Your child’s birthday means more to you than your own.
Why doesn’t mine understand that? He was 22 last week and the most important anniversary of my life - sorry, his - passed without ceremony or sentiment.
OK, I accept things have to change. That he wouldn’t have wanted all the rellies round for a party tea any more.
Though they were halcyon days... All the kids wailing in their highchairs while the adults scurried to fetch titbits for the miniature kings and queens, immobile and demanding on their thrones. Whatever they chucked on the floor, force of habit had us absent-mindedly picking up, blowing away the dog hairs and sticking in our mouths.
As my boy got bigger and more competitive, so did the parties.

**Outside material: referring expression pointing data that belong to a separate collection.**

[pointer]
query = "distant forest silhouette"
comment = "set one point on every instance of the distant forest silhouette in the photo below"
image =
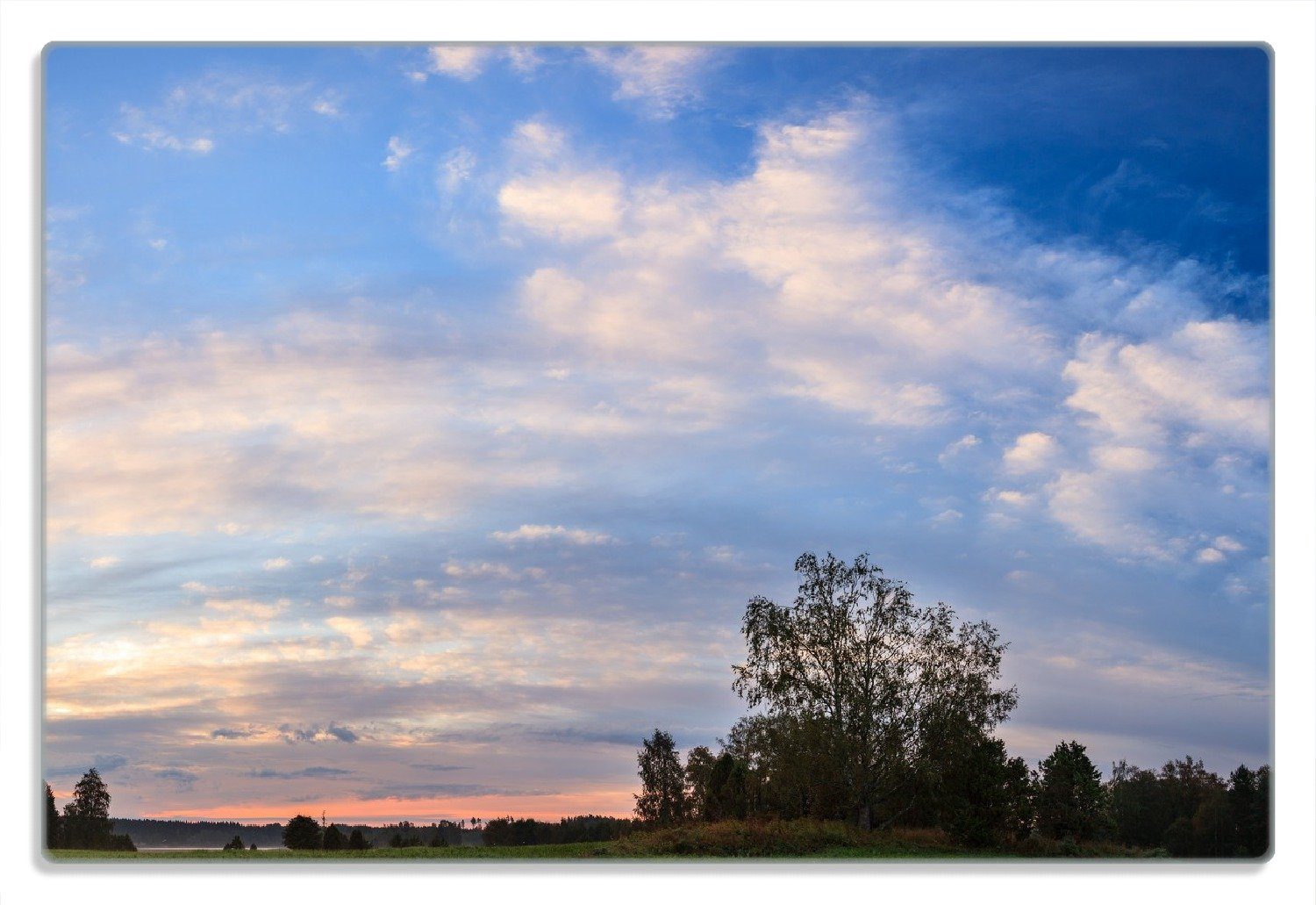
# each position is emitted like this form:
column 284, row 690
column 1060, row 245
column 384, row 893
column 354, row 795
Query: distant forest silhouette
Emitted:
column 866, row 713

We had a Power Rangers one in the back room of his dad’s pub once. I talked his Auntie Ann into clambering into a set of blue and white biker leathers and matching helmet and galivanting round the room (the suit was too small for me and anyway I had pizza toppings to scrape off the carpet).
We had swimming parties and bowling parties; we took a dozen gangly eight-year-olds to Laser Quest and his dad and I did the Rambo thing in a forest with paintball guns and a load of stroppy 14-year-olds. I think I still have the bruises.
After he turned 17 the parties involved alcohol, girls being sick and wall-to-wall sleeping bags in the living room.
The last one I had to beg him for. I couldn’t let his 21st go unmarked so finally he “let” me organise a Godfather fancy dress. His dad was allowed to pay.
For every single year of his life, there had been a cake. The most memorable? The big, red tractor I fashioned out of sponge. It took ages to colour the icing; even longer to get the dye off my fingers.
It was made with pure love and half a dozen eggs, that cake, only to be showered with the spittle of eight three-year-olds competing to blow out the candles. They shoved handsful into their cake-holes with such vigour, two of them fell off their chairs. We got that on video.
The 21 years of presents? Imaginative, thoughtful and expensive don’t even cover it. The best had to be the baby lop-earred rabbit. I placed it in his hands, he stared at it and said: “Is it real?”
Last week, though, I gave in. He wanted neither fuss nor party, cake nor present from an old biddy deemed too soppy and sentimental. So I wrote the cheque and felt cheated and empty inside.